Il governo poi fa affidamento sul pieno controllo dell’informazione: non facendo circolare l’informazione sulle piena discrezionalità dei datori di lavoro nelle imprese fino a 15 dipendenti, notizia accuratamente oscurata da tutti i media, il governo sa che la norma verrà recepita come obbligo assoluto anche da parte dei piccoli datori di lavoro, come in effetti sta avvenendo. Ecco perché diventa importante far circolare questa informazione il più ampiamente possibile.
In questo modo il governo riesce a imporre un obbligo senza veramente imporlo, e dunque senza doverne rispondere.

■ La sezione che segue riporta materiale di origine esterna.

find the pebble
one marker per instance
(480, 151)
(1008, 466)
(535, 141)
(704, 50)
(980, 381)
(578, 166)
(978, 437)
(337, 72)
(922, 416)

L’idea stessa del green pass gioca su questa doppiezza: non esiste nessun obbligo vaccinale, perché tu se libero di farti i tamponi ogni 2 giorni! E così, l’obbligo di vaccinazione viene affermato attraverso il ricatto, ma senza assunzione diretta di responsabilità da parte del governo.
Qui occorre segnalare anche l’emergere di un modo di governare assolutamente al di fuori del dettato costituzionale. Da nessuna parte nella Costituzione si attribuisce un ruolo di governo ai media, nonostante già Orson Wells avesse parlato dei media come Quarto Potere. Ed è vero che i media hanno sempre giocato un ruolo centrale nella formazione dell’opinione pubblica, e dunque hanno sempre svolto un ruolo nella formazione della volontà politica (è noto la trasmissione di Vespa sia stata definita come la Terza Camera). Tuttavia, si è sempre trattato di un modo indiretto, che passava attraverso la formazione dell’opinione pubblica, ma che non era divenuta parte integrante della formazione diretta delle norme legislative.
Con questo governo, i media, la TV e i giornali, sono diventati una componente diretta del governo del paese. Quando Brunetta ha parlato dell’efficacia della norma sul green pass come basata sull’Effetto Annuncio, ha di fatto cooptato i media nell’azione diretta del governo. E’ grazie a questo nuovo ruolo direttamente governativo dei media che Draghi può scrivere leggi che non impongono veramente obblighi (cosa difficile per pseudo-vaccini che sono ancora sperimentali), ma che diventano obblighi di fatto tramite la comunicazione mediatica di tali leggi. Non è un caso: il governo, come ha specificato Brunetta, esprime l’efficacia delle sue norme attraverso “l’annuncio”, e tale annuncio è gestito dai media. Così, la norma lascia agli imprenditori discrezionalità sull’applicazione delle sanzioni; ma il governo non comunica in nessun modo l’esistenza di tale discrezionalità, e lascia i (se non suggerisce ai) media di comunicare le norme al pubblico come se tale discrezionalità non esistesse. E’ dunque il combinato di legiferazione governativa più comunicazione mediatica al pubblico di tale norma che costituisce la reale efficacia della norma, imponendo un obbligo di fatto su cui però il governo si scarica da ogni responsabilità.
Vero, queste sono questioni che dovrebbero riguardare più la Corte Costituzionale, dato che qui si è verificata una rottura senza precedenti del dettato costituzionale. Purtroppo sappiamo che la Corte Costituzionale non risponde più alla Costituzione, ma ad altri. E quando
anche l’ultima garanzia di giustizia viene meno, al popolo non resta che ribellarsi, e sono la Costituzione stessa e il diritto naturale che lo richiedono.